The fusion of scary movie and children’s adventure wasn’t the only bizarre mongrelized splicing that was on display here. When casually observed from the video-store shelf ‘The Monster Squad’ embodied the signifiers of a low-budget 80s monster movie (a la ‘The Gate’, ‘C.H.U.D’ or ‘Vamp’) but in the same vein it also boasted a valiant attempt at studio blockbuster sheen with sumptuous cinematography and a bombastic score from the underrated Bruce Broughton (who’s victoriously sweeping finale theme still brings me to tears).

The lack of compromise in Dekker and Shane Black’s screenplay is most notable in the manner in which they treat their child protagonists. These kids swear, smoke, squabble and talk ‘virgins’ and ‘homos’. This initial relatability makes the peril that the gang later find themselves in wholly authentic and surprisingly doom-laden for such a picture.

These kids ..these children face real fear and witness actual death (sometimes by their own hand). Yet, they are not super-human, smart talking movie kids. They don’t roundhouse kick raptors around the face whilst crossing their arms and saying ‘Totally awesome!’. They are accordingly scared. They snivel. They whine. But they step up to the plate when they realize that there is no other option. Their courage realized via believable actions and executed with genuinely age-appropriate skills and capabilities.

Along the way they experience a decidedly non schmaltzy organic discovery of solidarity and, in Sean’s case, confirmation that his self-education in arts (yes, arts) previously mocked, or belittled, by so-called authority figures were of significant validity to him as a young man, a young man finding his way through a shitty world that is about to get far shittier if he doesn’t utilize his, now invaluable, edification.

Which brings us to the monsters. These monsters are scary! They break policemen’s necks, they kill paramedics, they blow up the only black cast member with dynamite! Oh yes and they hold five year old girls aloft and scream ‘Give me the amulet ..YOU BITCH!’ into their faces. That moment alone had me pinned to the sofa in an adrenaline soaked soup of fear and excitement (and maybe a little bit of pee).

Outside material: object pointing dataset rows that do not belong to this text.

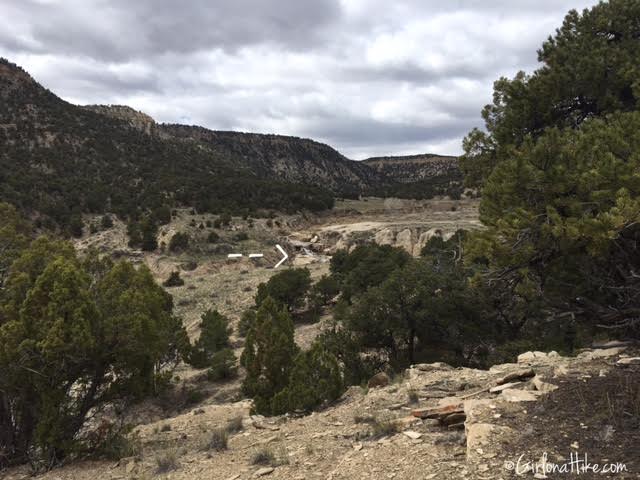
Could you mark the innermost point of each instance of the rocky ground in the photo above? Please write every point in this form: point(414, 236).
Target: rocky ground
point(433, 422)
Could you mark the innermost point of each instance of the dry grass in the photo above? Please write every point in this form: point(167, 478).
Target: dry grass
point(167, 461)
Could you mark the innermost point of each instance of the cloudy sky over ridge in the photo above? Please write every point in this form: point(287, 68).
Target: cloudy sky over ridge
point(369, 77)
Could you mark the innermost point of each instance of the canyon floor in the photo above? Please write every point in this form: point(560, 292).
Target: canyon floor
point(431, 422)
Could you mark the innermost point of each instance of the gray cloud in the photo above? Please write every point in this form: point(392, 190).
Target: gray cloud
point(370, 77)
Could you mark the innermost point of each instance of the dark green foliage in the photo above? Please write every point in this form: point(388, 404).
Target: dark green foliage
point(288, 287)
point(324, 290)
point(76, 226)
point(143, 234)
point(162, 215)
point(174, 280)
point(149, 232)
point(268, 356)
point(365, 266)
point(314, 380)
point(179, 242)
point(98, 162)
point(75, 336)
point(246, 322)
point(589, 69)
point(241, 236)
point(224, 219)
point(213, 237)
point(558, 166)
point(357, 369)
point(223, 365)
point(214, 336)
point(14, 237)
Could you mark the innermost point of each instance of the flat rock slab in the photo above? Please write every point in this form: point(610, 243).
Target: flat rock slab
point(438, 412)
point(520, 374)
point(505, 386)
point(513, 395)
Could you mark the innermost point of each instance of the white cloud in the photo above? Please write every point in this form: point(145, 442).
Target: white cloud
point(370, 77)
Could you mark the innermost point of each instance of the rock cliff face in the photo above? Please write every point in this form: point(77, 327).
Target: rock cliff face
point(292, 159)
point(414, 168)
point(134, 118)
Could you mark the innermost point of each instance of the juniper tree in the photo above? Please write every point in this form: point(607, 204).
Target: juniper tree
point(214, 337)
point(268, 355)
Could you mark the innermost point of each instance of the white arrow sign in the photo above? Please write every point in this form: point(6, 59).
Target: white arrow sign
point(284, 258)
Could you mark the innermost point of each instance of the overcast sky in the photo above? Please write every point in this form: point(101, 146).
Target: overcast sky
point(369, 77)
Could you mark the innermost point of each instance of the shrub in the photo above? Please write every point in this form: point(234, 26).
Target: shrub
point(383, 428)
point(241, 237)
point(314, 380)
point(179, 242)
point(223, 365)
point(219, 440)
point(246, 322)
point(225, 219)
point(214, 337)
point(264, 456)
point(106, 222)
point(167, 462)
point(288, 287)
point(235, 425)
point(54, 373)
point(268, 356)
point(174, 280)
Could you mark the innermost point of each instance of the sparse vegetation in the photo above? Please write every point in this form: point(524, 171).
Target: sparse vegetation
point(234, 425)
point(167, 461)
point(174, 280)
point(218, 440)
point(179, 242)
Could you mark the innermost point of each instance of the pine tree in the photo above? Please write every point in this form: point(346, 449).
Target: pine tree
point(214, 337)
point(315, 379)
point(268, 356)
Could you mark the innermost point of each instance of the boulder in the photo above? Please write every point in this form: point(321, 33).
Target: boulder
point(530, 357)
point(481, 435)
point(432, 367)
point(500, 388)
point(512, 395)
point(520, 374)
point(384, 237)
point(438, 412)
point(628, 361)
point(541, 386)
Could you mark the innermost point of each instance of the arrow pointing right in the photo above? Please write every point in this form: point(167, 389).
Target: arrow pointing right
point(284, 258)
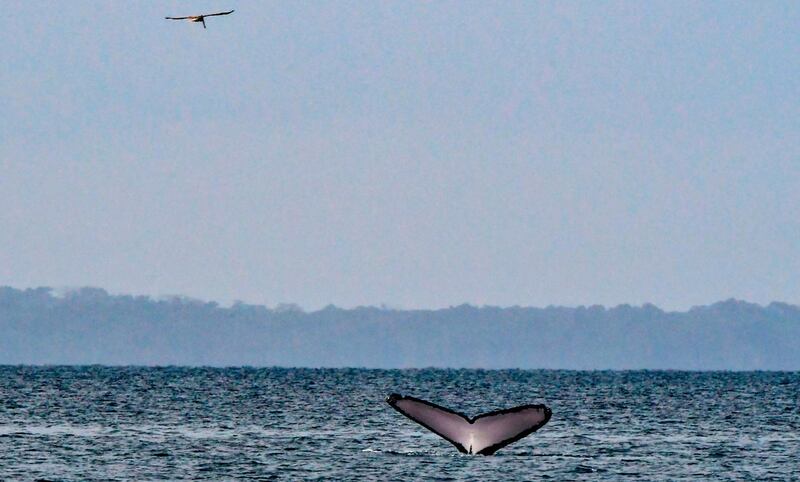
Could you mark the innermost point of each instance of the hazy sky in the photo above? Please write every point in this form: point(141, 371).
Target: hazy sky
point(419, 154)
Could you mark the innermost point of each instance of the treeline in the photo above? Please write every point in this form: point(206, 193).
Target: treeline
point(89, 326)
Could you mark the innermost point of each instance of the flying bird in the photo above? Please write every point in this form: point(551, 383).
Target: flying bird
point(200, 18)
point(481, 435)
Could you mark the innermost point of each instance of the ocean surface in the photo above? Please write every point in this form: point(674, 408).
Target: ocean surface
point(106, 423)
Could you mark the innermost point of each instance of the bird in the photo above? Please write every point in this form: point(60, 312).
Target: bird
point(199, 18)
point(481, 435)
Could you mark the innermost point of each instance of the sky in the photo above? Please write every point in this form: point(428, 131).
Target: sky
point(416, 154)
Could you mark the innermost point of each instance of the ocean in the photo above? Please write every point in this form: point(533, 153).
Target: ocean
point(171, 423)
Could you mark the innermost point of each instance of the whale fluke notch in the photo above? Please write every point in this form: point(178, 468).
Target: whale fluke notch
point(484, 434)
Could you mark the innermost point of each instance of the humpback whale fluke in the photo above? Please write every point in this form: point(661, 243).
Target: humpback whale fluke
point(484, 434)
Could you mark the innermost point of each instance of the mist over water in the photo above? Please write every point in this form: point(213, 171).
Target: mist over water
point(91, 423)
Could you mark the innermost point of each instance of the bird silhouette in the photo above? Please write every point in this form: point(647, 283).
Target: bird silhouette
point(200, 18)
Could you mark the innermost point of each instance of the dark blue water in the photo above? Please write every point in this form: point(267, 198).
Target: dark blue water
point(62, 423)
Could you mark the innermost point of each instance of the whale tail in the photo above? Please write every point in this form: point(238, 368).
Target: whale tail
point(484, 434)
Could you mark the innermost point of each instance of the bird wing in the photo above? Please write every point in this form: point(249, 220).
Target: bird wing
point(495, 430)
point(451, 426)
point(219, 13)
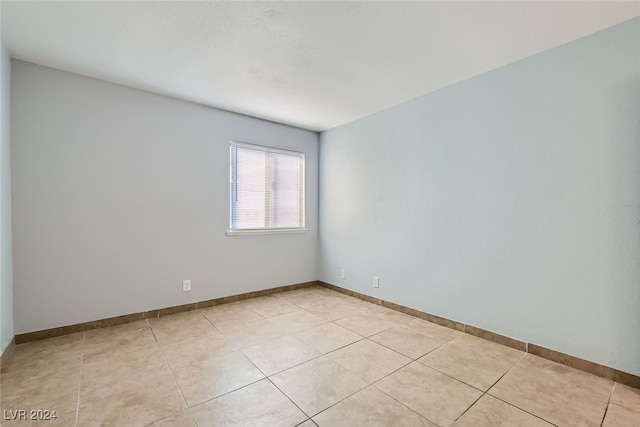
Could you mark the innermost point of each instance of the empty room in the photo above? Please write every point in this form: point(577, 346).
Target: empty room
point(320, 213)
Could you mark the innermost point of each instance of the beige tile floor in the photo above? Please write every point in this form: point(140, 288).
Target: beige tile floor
point(310, 357)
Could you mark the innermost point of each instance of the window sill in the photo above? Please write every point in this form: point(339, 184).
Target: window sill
point(254, 232)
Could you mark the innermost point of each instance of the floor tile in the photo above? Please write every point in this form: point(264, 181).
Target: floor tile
point(44, 390)
point(317, 384)
point(491, 412)
point(59, 416)
point(435, 396)
point(181, 326)
point(122, 370)
point(181, 419)
point(474, 361)
point(619, 416)
point(134, 405)
point(333, 311)
point(433, 330)
point(270, 306)
point(411, 343)
point(248, 334)
point(105, 342)
point(365, 325)
point(202, 345)
point(259, 404)
point(204, 376)
point(297, 321)
point(237, 313)
point(327, 337)
point(46, 355)
point(368, 360)
point(388, 314)
point(626, 396)
point(279, 354)
point(370, 407)
point(554, 392)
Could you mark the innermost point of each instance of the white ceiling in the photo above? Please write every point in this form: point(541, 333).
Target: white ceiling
point(315, 65)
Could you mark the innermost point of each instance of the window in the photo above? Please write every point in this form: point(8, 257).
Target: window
point(267, 190)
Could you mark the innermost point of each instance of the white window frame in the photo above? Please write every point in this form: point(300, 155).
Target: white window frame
point(232, 191)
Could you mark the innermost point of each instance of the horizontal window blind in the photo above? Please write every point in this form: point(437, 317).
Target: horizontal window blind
point(267, 188)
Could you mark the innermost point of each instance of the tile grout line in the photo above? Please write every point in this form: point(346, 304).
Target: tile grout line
point(184, 399)
point(485, 392)
point(511, 404)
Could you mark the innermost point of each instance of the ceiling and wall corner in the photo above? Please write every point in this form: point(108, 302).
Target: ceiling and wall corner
point(315, 65)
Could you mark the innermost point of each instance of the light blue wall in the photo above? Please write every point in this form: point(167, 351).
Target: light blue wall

Although a heart felt tribute to the great movie monsters of filmland this little gem was especially appealing to an 80s kid because it dared to stick an affectionate middle- finger up at the stately Hammer Horror movies that were concurrently screened on our TVs ad nauseum. This movie opens with Van Helsing fucking up! It also depicts the classic character of the Wolf Man being kicked in the nuts! That singular boot to the balls kick starts the Squad’s ascendancy to a force to be reckoned with and also acted as the ultimate revenge for a legion of sleep deprived kids haunted by late night werewolf TV escapades.

The fact that the eclectic themes and elements of this movie did not result in a tonal mess in the fashion of Roland Emmerich’s pre-blockbuster Amblin aping offerings (ie. ‘Ghost Chase’, ‘Making Contact’) is something of a commendable achievement. The fact that it is a mini-classic is astronomically remarkable!

This is all down to one man; Fred Dekker. His direction is assured, the performances he secured from his adolescent thesps are pitch perfect and his ability to ping-pong from humourous to heartfelt to horrific is seamless. A blueprint I have attempted to apply to my own stuff.

Possibly due to its impossibility to pigeon-hole, ‘The Monster Squad’ does not get mentioned alongside either horror/comedy giants such as ‘An American Werewolf in London’, ‘Gremlins’ or ‘Fright Night’ or uttered in the same breath as kids’ fantasy classics such as ‘Ghostbusters’, ‘The Goonies’ or ‘Back to the Future’. But this film deserves its day in the sun as much as its lead antagonist does.

‘The Monster Squad’ was the first VHS I ever owned (#1 Christmas gift from mum and dad), it became a gateway drug to more ‘adult’ horror movies and simultaneously egged on my love for horror/comedy. A character’s t-shirt encouraged me to pick up my first Stephen King book. I even spent a good part of a year drawing the entire movie in comic book form!

Needless to say, this was a very formative movie for me. On a dark Saturday night, one week after my birthday, a miniature me was filled with inspiration, awe, wonder and joy. Don’t bother looking for it, it’s long gone now.